A key technical point to keep in mind and share with candidates is that the remote interview should be joined from a MAC, PC or laptop using the full application—not the mobile app or browser version. While mobile videoconferencing is designed to work on mobile devices like an iPad, tablet and even a cell phone, mobile devices or use of the mobile app version curtails the platform’s full functionality, including access to files sent through the chat.

During your trial run, take time to familiarize yourself with the features and capabilities of the remote interview technology. Hiring managers should know how to send and share files within the remote interview technology as well as how to highlight information on screen. You should be prepared to walk a candidate through joining you online when needed.

A final key point to consider is that in-person interviews enable candidates to “experience” your firm firsthand—and important opportunity that’s lost with remote interviews. To give candidates a sense of your firm’s core values and culture, prepare a few introductory slides that both summarize and augment what the candidate can learn about your firm from their own online research. Include information that highlights your firm and it’s hiring process as well as how the position contributes to the firm. Just as with in-person interviews, have the job description ready to share on screen and related talking points handy. It’s also good to have a list of candidate questions within eyesight.

Finally, plan to join 10 minutes early, fully and appropriately dressed.
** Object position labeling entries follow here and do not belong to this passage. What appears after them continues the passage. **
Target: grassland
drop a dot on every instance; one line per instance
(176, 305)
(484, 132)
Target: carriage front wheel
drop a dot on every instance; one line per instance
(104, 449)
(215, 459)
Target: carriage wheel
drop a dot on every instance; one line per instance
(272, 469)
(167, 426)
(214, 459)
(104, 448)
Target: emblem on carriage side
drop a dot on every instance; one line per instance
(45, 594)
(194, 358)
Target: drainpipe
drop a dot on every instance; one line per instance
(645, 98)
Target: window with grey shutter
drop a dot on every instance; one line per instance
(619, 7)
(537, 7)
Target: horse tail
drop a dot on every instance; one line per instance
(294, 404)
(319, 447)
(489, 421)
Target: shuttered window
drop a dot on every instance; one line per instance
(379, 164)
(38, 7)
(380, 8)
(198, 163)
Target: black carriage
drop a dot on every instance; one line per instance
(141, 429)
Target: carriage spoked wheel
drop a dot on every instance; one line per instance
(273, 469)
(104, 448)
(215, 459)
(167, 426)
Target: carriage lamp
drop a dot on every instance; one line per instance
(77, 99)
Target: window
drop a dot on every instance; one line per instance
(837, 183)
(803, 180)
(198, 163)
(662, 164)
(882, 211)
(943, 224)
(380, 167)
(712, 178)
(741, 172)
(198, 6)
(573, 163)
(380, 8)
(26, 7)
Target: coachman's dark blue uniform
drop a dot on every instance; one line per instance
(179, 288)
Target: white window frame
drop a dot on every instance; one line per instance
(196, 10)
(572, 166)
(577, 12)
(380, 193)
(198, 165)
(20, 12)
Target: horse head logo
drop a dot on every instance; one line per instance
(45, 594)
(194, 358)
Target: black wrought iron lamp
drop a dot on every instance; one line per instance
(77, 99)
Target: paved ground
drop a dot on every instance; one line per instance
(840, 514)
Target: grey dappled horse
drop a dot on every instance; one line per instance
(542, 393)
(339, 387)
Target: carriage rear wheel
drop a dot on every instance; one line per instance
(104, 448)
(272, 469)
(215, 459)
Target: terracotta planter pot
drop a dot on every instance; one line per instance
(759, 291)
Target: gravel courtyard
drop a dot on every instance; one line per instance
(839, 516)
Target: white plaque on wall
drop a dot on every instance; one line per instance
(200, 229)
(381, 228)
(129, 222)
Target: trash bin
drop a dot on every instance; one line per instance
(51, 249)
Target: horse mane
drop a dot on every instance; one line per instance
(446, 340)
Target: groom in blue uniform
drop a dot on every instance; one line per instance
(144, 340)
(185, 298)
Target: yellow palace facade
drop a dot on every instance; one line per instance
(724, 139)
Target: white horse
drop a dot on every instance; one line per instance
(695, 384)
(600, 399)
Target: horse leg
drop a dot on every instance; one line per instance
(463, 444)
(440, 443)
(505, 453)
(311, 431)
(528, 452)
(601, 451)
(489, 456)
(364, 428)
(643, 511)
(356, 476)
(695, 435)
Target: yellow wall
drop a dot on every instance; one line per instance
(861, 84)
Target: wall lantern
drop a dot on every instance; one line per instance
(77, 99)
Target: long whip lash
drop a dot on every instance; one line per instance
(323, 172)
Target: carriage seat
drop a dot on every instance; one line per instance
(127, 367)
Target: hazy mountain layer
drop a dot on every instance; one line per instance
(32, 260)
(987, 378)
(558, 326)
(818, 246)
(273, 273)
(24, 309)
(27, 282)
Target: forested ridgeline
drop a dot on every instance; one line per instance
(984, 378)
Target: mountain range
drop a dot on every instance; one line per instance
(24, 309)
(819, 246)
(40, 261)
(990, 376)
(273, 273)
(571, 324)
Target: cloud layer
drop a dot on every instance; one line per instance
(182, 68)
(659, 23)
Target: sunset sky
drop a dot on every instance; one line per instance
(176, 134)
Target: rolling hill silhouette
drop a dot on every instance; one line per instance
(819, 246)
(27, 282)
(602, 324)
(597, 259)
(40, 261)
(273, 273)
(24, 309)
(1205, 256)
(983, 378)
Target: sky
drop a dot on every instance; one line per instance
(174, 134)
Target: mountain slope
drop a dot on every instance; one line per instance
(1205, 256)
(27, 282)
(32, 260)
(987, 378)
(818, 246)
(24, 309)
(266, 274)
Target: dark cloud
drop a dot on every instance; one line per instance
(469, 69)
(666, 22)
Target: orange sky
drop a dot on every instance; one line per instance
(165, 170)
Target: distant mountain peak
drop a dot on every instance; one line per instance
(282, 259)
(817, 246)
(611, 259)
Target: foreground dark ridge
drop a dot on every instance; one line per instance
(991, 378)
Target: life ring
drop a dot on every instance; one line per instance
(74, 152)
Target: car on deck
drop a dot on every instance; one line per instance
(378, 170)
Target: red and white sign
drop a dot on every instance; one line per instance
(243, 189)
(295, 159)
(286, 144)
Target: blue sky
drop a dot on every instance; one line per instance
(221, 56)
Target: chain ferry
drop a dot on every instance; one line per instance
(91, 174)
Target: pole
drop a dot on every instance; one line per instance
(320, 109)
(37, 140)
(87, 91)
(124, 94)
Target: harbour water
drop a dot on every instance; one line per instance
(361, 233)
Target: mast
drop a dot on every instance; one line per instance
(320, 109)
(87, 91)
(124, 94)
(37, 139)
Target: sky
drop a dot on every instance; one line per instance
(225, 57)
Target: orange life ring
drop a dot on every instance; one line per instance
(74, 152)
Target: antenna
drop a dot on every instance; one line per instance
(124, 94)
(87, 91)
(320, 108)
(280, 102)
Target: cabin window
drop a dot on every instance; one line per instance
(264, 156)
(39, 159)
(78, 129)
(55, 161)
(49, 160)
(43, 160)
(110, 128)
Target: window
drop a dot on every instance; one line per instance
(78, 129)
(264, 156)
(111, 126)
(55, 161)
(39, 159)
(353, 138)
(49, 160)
Before Joining the Remote Interview
If you’ve properly prepared, being able to jump right into the interview should easy. But before joining, you’ll still need to:

  • Clear your desktop screen of any files that you do not want to be made visible;
  • Turn off any notifications or alerts on your computer, including chat messages and ring tones;
  • Close out of any applications, folders and/or files that you will not be using;
  • Open on your computer any files that you may want to share
  • Have a glass of water within reach;
  • Ensure that your face is fully and evenly lit;
  • Frame your webcam correctly so you can be seen from the chest up;
  • Remove any distractions to make your environment as interruption-free as possible;
  • Put away all other devices; and
  • If joining by phone, follow the dial-in instructions that display within the application. Using the phone number provided in the invite results in separate phone icon display.

During the Interview
Remember that the same rules apply as in-person interviews—and more! Here’s Lex Recruiting Group’s Experts List of pointers to remember:

  • If there’s any challenges with audio, switch from your computer audio to your phone;
  • Keep your eyes on screen–avoid looking down to check text messages;
  • Share your screen or use whiteboards to fully engage the candidate;
  • Avoid extreme facial gestures;
  • Go off screen to cough;
  • Avoid interrupting the candidate;
  • Stay focused; and
  • Avoid clicking around in the videoconferencing platform

After the Interview
As with any meeting, timely follow up is key. Hiring managers naturally focus on the candidate they have chosen to hire, not realizing how important it can be to quickly inform all your candidates of the decision made. A simple, timely thank you email can save you from having to field uncomfortable calls or emails. They also go a long way in maintaining a positive perception of your firm at a time when candidates can anonymously post information about your hiring practices on popular apps like Glassdoor.